Today, AIDFI has developed into a full blown social business organization with its own fabrication shop for ram pumps and other appropriate technologies. It also won local and international awards and citations for its innovative and clean technologies, and exemplary management of a social business organization.

Auke, now its chief executive officer, has already trained dozens of local technicians engaging in technical services and community development work. But his biggest dream is to see a local manufacturing and renewable energy groups thrive to serve as locomotive of rural industrialization.

Another one is, Altertrade Corp. It’s been in existence for thirty years.

It is probably among the few grassroots-based alternative business organizations which have survived the harshness of marketing and trading business since it began its people-to-people trade in late 80s.

It pioneered the growing of green “balangon” banana in addition to other organic crops production among the upland farmers and settlers in Negros as their additional income, and organic sugarcane farming for organic mascobado production among agrarian reform beneficiaries.

Although balangon and mascobado are the flagship products of Altertrade, it also produce and process other healthy food products for both domestic and people-to-people trade and fair trade markers abroad.

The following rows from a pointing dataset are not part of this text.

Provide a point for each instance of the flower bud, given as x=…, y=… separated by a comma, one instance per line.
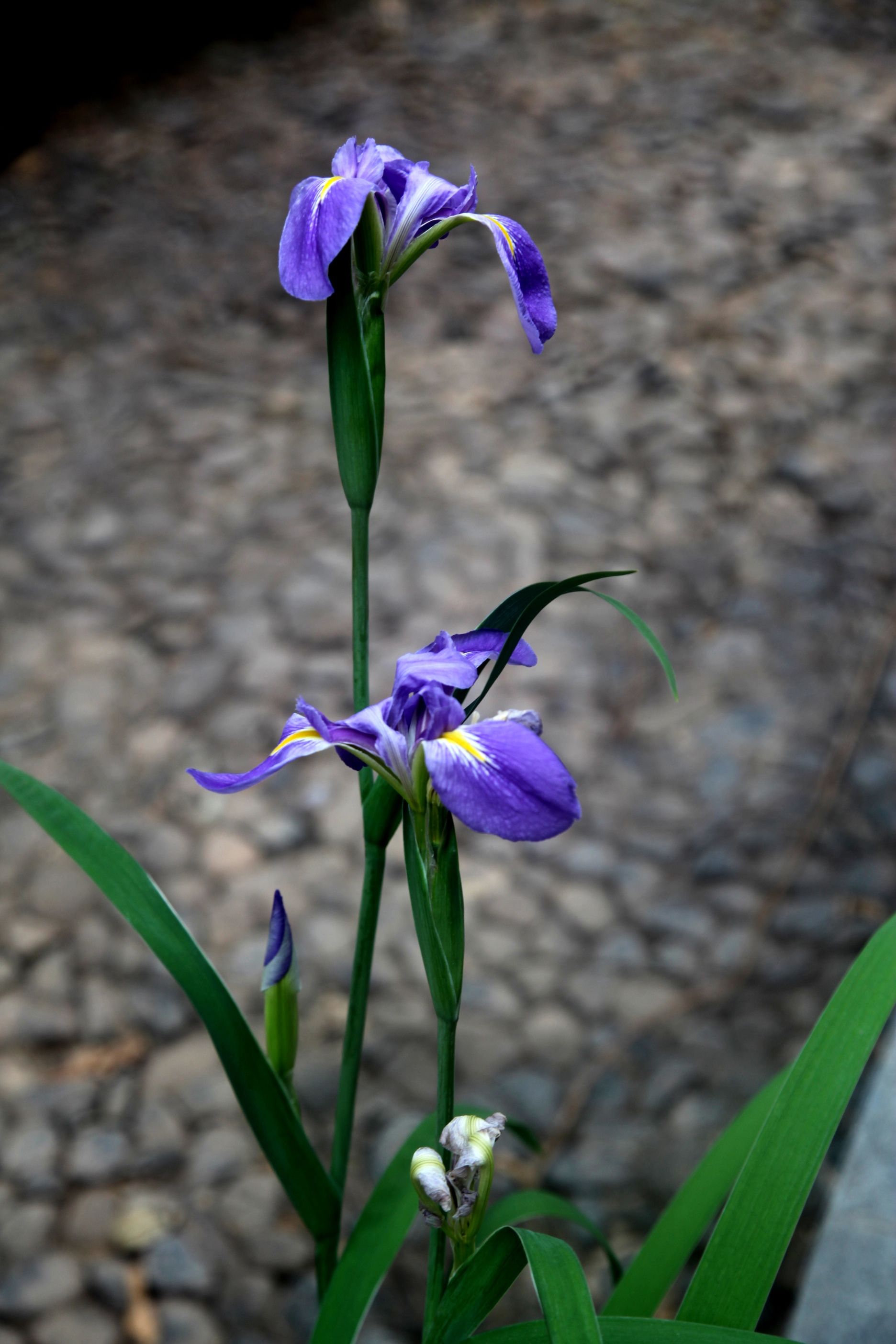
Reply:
x=430, y=1183
x=281, y=986
x=470, y=1142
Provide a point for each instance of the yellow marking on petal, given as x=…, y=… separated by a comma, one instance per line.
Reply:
x=460, y=738
x=300, y=736
x=327, y=186
x=511, y=244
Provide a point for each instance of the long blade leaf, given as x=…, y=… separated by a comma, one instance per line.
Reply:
x=739, y=1266
x=139, y=899
x=372, y=1246
x=540, y=597
x=621, y=1330
x=524, y=1205
x=642, y=628
x=682, y=1225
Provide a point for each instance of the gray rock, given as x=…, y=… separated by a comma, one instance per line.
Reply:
x=175, y=1265
x=30, y=1158
x=99, y=1156
x=187, y=1323
x=39, y=1285
x=107, y=1280
x=219, y=1155
x=76, y=1326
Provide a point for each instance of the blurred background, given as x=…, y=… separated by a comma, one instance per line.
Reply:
x=712, y=191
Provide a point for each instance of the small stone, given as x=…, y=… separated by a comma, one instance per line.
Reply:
x=187, y=1323
x=76, y=1326
x=108, y=1281
x=39, y=1285
x=30, y=1156
x=144, y=1221
x=24, y=1230
x=99, y=1156
x=175, y=1265
x=218, y=1156
x=89, y=1218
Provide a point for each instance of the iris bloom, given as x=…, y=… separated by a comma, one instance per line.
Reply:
x=413, y=210
x=495, y=774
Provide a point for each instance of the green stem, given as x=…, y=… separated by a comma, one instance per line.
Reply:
x=444, y=1113
x=354, y=1039
x=360, y=609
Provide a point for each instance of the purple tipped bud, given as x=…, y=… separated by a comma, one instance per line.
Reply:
x=280, y=956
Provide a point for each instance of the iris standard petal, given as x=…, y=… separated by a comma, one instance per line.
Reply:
x=528, y=277
x=487, y=644
x=323, y=215
x=297, y=739
x=499, y=777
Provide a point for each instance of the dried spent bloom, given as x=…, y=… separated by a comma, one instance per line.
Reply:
x=413, y=210
x=430, y=1183
x=496, y=774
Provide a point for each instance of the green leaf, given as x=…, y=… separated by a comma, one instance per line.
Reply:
x=739, y=1266
x=357, y=359
x=482, y=1281
x=685, y=1220
x=374, y=1243
x=648, y=633
x=262, y=1097
x=620, y=1330
x=538, y=597
x=524, y=1205
x=563, y=1291
x=438, y=972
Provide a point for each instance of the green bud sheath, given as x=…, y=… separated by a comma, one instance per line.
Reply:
x=281, y=1026
x=357, y=358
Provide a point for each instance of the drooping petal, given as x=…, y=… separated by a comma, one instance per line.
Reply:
x=299, y=738
x=528, y=277
x=487, y=644
x=323, y=215
x=280, y=955
x=499, y=777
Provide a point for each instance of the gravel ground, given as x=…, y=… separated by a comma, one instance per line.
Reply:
x=714, y=198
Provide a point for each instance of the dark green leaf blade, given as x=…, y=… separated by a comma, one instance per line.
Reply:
x=621, y=1330
x=477, y=1288
x=524, y=1205
x=139, y=899
x=438, y=974
x=739, y=1266
x=563, y=1292
x=374, y=1243
x=642, y=628
x=690, y=1213
x=540, y=596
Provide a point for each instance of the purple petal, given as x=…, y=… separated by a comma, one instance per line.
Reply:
x=438, y=661
x=528, y=279
x=323, y=215
x=502, y=779
x=488, y=644
x=299, y=738
x=425, y=199
x=366, y=163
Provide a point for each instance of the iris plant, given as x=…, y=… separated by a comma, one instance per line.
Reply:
x=495, y=774
x=410, y=210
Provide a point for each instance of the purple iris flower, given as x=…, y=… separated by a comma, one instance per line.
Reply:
x=414, y=209
x=495, y=774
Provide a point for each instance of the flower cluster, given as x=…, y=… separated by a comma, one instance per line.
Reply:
x=413, y=210
x=456, y=1199
x=495, y=774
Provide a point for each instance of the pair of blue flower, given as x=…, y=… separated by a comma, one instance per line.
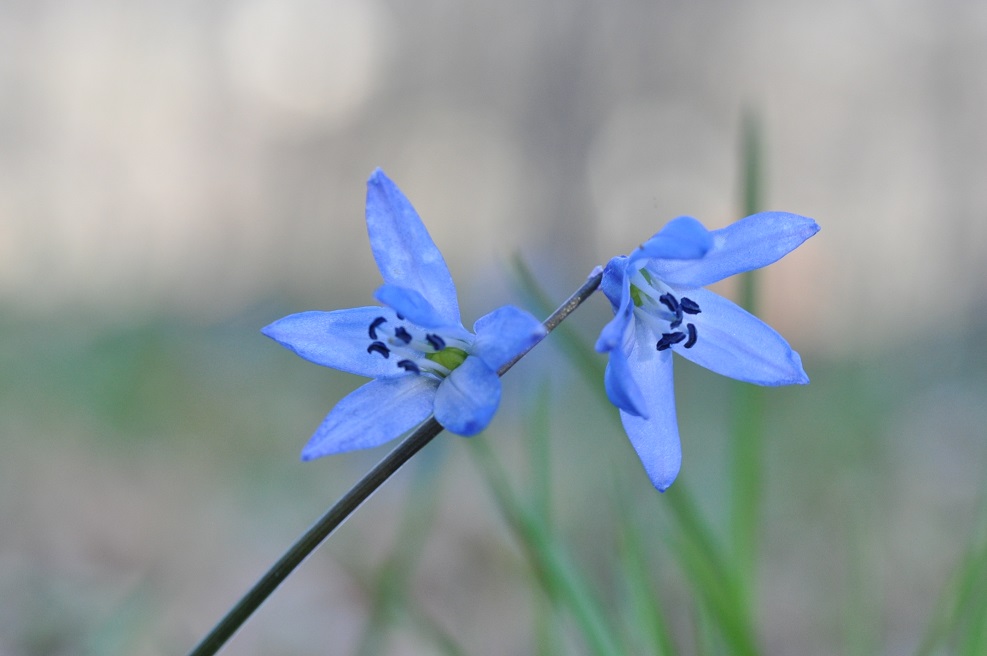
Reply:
x=423, y=360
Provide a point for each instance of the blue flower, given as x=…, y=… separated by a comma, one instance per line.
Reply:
x=421, y=358
x=660, y=307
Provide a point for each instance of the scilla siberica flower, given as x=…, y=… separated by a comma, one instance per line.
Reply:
x=660, y=307
x=416, y=349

What is unique with Altertrade marketing-trading work is its way of organizing its own consumers network through people-to-people trade and fair trade and solidarity campaigns. They don’t rely on placing their products in supermalls and local stores, but through organized consumers groups, cooperatives, community associations and direct product subscribers.

Like AIDFI, and other social business organizations, Altertrade also has its share of serious internal organizational problems and external relations, even near financial liquidation, forcing it to undertake numerous re-orientations, re-reorganizations and re-positioning of its organization, personnel and products.

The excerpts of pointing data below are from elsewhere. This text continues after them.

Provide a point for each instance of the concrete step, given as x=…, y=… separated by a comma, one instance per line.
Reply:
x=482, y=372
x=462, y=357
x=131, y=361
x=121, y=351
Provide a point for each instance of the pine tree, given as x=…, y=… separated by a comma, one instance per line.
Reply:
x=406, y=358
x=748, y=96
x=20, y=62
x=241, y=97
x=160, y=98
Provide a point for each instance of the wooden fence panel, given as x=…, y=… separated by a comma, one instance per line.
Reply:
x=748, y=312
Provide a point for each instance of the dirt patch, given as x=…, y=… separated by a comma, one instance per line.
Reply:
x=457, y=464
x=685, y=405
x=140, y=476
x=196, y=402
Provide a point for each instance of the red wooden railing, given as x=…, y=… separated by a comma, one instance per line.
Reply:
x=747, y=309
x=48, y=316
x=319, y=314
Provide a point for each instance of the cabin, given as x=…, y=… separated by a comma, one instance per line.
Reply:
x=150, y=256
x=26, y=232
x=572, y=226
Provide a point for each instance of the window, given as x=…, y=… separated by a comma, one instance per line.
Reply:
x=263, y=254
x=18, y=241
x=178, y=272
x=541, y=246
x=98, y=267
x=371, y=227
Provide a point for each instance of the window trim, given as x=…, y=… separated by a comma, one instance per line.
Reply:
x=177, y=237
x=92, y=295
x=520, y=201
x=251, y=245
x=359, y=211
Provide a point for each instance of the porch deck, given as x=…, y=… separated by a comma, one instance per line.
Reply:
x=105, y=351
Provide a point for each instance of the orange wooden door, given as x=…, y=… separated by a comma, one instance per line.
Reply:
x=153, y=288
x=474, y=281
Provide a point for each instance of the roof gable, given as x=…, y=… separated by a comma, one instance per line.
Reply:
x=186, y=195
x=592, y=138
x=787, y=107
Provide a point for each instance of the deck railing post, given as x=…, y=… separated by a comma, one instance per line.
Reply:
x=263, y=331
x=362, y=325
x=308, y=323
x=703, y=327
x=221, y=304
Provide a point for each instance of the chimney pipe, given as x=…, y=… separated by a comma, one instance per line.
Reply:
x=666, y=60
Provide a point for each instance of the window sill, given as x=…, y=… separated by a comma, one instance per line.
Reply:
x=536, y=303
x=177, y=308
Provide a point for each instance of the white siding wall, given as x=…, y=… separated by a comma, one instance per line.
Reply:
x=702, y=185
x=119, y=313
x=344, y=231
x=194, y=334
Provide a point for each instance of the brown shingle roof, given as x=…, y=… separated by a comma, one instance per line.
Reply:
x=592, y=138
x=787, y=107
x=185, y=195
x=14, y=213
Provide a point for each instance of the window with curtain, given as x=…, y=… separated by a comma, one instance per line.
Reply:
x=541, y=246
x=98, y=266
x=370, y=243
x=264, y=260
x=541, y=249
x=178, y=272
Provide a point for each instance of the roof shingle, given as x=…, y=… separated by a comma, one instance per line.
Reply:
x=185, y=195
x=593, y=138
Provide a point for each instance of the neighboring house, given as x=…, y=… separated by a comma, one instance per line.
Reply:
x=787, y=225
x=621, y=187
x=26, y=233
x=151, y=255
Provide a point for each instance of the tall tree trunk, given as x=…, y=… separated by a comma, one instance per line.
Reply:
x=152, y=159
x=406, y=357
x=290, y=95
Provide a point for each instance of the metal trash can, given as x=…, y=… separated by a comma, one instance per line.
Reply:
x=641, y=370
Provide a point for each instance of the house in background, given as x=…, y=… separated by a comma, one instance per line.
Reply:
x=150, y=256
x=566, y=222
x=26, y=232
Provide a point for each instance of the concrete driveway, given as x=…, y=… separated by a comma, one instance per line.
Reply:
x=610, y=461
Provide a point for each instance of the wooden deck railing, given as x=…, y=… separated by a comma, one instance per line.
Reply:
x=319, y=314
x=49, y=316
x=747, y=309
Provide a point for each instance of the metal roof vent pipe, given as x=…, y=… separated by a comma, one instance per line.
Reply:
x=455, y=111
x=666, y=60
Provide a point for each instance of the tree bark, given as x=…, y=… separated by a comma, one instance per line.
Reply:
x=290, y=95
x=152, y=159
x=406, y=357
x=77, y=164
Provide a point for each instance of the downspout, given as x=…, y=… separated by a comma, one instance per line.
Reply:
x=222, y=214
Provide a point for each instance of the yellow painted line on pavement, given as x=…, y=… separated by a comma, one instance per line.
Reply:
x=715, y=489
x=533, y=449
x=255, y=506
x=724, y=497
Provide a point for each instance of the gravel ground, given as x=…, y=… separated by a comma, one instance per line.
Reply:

Altertrade has been re-established into two major entities but under one Altertrade family, the Altertrade Philippines Inc., which is a wholly owned and managed alternative business organization focused on balangon and mascobado production, developing other organic and healthy products primarily for domestic market and people-to-people trade and fair trade market.

The other one is the Altertrade Philippine Foundation Inc. or ATPF, with a main task of assisting in the comprehensive development of Altertrade’s producers and their communities, and improving farming and production systems along its Sustainable Agro-ecological Village or Save as model of empowered and sustainable communities.

The decision to consolidate Altertrade into one coherent, centralized, dynamic, flat and networked-business organization was not simply driven by its desire for a truly business viability, but to make it a more effective organization that can spell a significant difference in its partners’ lives, and bring greater social impact in Negros society in particular, and the Philippines in general, now gasping for a wider breathing spell due to the neoliberal onslaught of economics and politics.

AIDFI and Altertrade are just among the rare social business organizations that exist and survived the unfriendly and often brutal business environment in the Philippines, where monopolies reign.

I know there are few others of their like. I wish them all success, expand, and create greater social impact among our marginalized sectors and communities.